I don’t agree with this, why does it have to be problem that happened to me in some other time/scenario? Can’t it be just because chewing loudly for example, is something that is just generally annoying, unpleasant, not nice etc. and the fact that the partner is not even trying to do something about it for example, is the very thing that makes us angry (no matter how many times we have had the conversation or heard the promises that they will try and do better next time)?
Excellent questions. Usually things are not what they appear. If something triggers anger, frustration, annoyance – if we have any aversion to anything – it is usually because of some fear/misunderstanding/pain in our system that we are projecting on to the other person. We have the freedom to find internal peace regardless of others actions. The approach I’ve stated in the article will help you get to the root of pain in yourself and beyond the process of judging others or anything as annoying, unpleasant, not nice etc. Certainly, your emotions are valid. And, it can be helpful to take full accountability for our aversions if we want to approach our lives with inner-peace and the highest qualities of wisdom and discernment. If you meditate on this and contemplate it rather than misinterpret it at face value, I think you will see what I’m pointing to. Lots and lots of love to you vdcxv.
My partner gets so angry, in my face, and gets very aggressive, forceful. He doesn’t calm when I don’t react, but rather gets more angry, frustrated, and needs to ‘be heard’, and expects a specific reaction/apology/validation or he will only erupt worse. Why is this?
Hi Lee, this is because your partner feels like he NEEDS you to see and understand what he feels and perceives.
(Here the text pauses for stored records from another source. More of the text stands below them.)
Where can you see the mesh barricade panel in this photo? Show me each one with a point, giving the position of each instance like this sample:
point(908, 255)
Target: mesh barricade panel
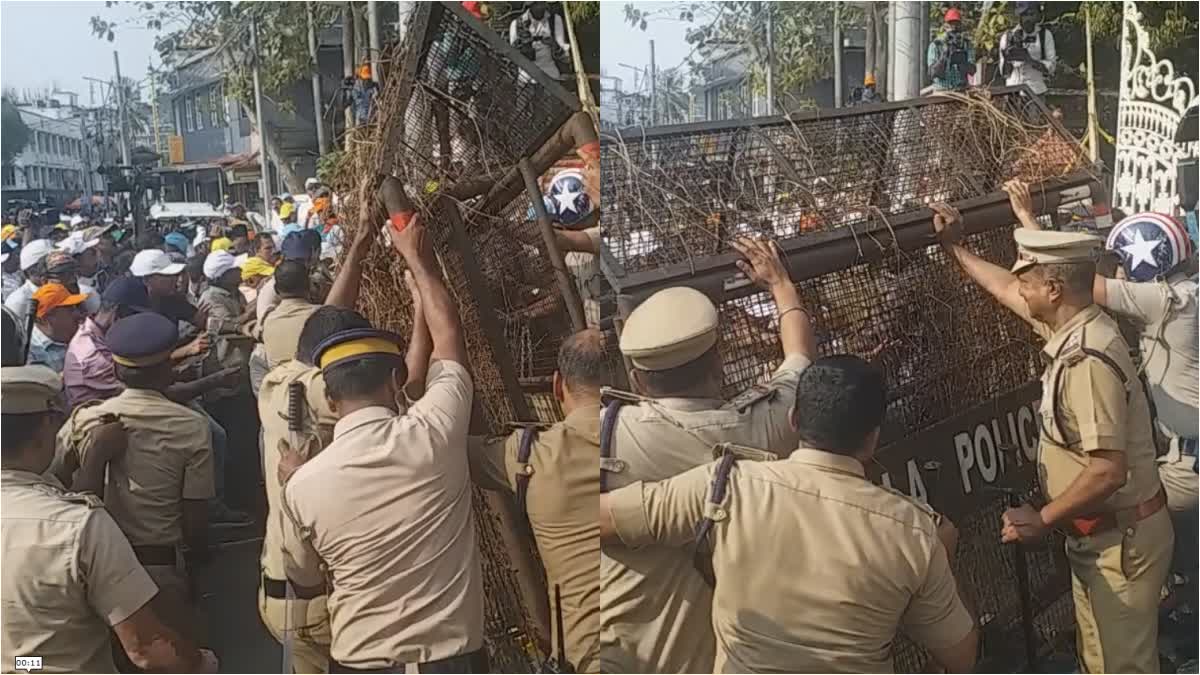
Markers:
point(457, 107)
point(676, 198)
This feeling of NEED is driven by fear and thus attachment or aversion to a certain outcome. In these situations, if you work with him to just calmly understand and help him feel heard, it could be helpful. Lots of love, Dexter
Tell him that you will be able to listen to him better if he expresses himself more calmly.
Don’t force yourself to listen to someone who is yelling at you. Yelling does not lead to productive conversation.
It’s important to take pauses of time when things get heated so you can come back and speak calmly.
Tell him you will not listen to him when he is yelling at you, and leave the room.
Thank you for this! Thank you thank you thank you. Very helpful. Wow.
I have been getting angry and annoyed at my partner for sometime now i even end up saying things I regret in the morning. Reading this has been helpful I have even known why I have reacted like this.
Hi Dexter, I discovered that I get angry easily to my partner or friends when it has to do with Disappointments, I detest it so much and I find myself reacting badly and sometimes saying nasty words which I hate, I also found out that I’m not patient so I get angry when one doesn’t listen to me or wastes my time, there is this guy, he is a great guy and Loves me and wants something serious with me but each time I find myself busting out on him each time we talk on the phone, I cut him off sometimes especially when he isn’t hearing me out or not listening or respecting my points on a particular thing Or issue .. I know I’m wrong, I have tried to stop reacting that way to him, But I still end up doing so most times ,he is so patient but I am scared he might get tired of my character and leave me, I love him and I don’t intentionally wish to treat him that way.